Eliminating Single Points of Failure

Web services are single points of failure. If the Facebook domain goes down the entire service is unavailable. This problem would not exist in a message oriented scheme. In a message oriented scheme any agent or end point is a source of data regardless of their address. These sources of data could be dynamic, if supplemented with an application service, no different than a web service.
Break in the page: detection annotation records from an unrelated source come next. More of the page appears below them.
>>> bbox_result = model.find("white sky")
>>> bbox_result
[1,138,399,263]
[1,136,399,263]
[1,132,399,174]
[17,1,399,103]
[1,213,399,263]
The benefit is that if a government blocks access to Facebook from one source any other source at a completely unrelated address containing the wanted data remains unblocked. The difference is that in a message oriented scheme data exists at end points while transmission is separated from that data. Once such a scheme is populated with communicating agents the only means by which to block access to data is by blocking access to the scheme itself.

Since access to data cannot be so easily blocked the interception of that data likewise becomes more challenging. The only way to intercept service data would be to target specific users. If specific users encrypt their messages then snoopers can only determine to whom they are sending data. If encryption and an anonymizing agent is used then snoopers cannot determine the contents of the communication or to whom that communication is directed. What remains visible to snoopers are only sent and received traffic patterns to a particular user. Unless the goal of snooping is specific to a single user this sort of oversight would not be helpful to monitor usage of a data system or any large scale social collaboration.

Simple Mashups

A mashup is a use of data from different sources combined in a certain way that is more helpful to a consuming audience. An example is deterministic shopping data where a user wants to know which restaurants in a given localized radius offer meals less than $10 dollars. Another example is using social data mined from your friend's contacts to influence gift purchasing decisions for that friend's birthday.

On the web mashups have proven extremely hard. Since data is not separated from transmission there is little motivation for anybody to spend the time and effort to cross-reference the data unless they already have all the data they need and the software development resources to write the supporting software. This is a horrible economic strategy since although revenue could prove lucrative the risk of failure is tremendous. Since the risk of success is tiny organizations that produce the data are unlikely to release their data for common consumption. In the rare cases of success this economic model proves lucrative, because there is limited competition.

In a system where transmission and data are separated the risks of data publishing/acquisition oriented business decrease over time as data sources become more openly available. The offline values of marketing and consumer awareness that result from publishing or consuming commercial data are present irrespective of the prior described risk. Therefore as demand increases and availability increases the risks of publishing and consuming data openly decrease until fully offset by technical factors of distribution and volume.

If these economic conclusions hold true then mashups would become exceedingly common in a new and more separated media. This commonality would bear significant second and third order consequences compared to the web and mobile app models of data businesses. As data becomes more available to analyze and analysis across various sources eases the value of application development and sales would transfer to more resultant considerations that further drives demand for additional data. By transferring the primary economic back onto the data, and its analyzed conclusions, opposed to applications in the middle of the process a step in the middle of a goods/services economic chain is devalued in favor of consumer interests. The decreasing costs between the consumer and their desired goods/services is a cyclic economic deleveraging.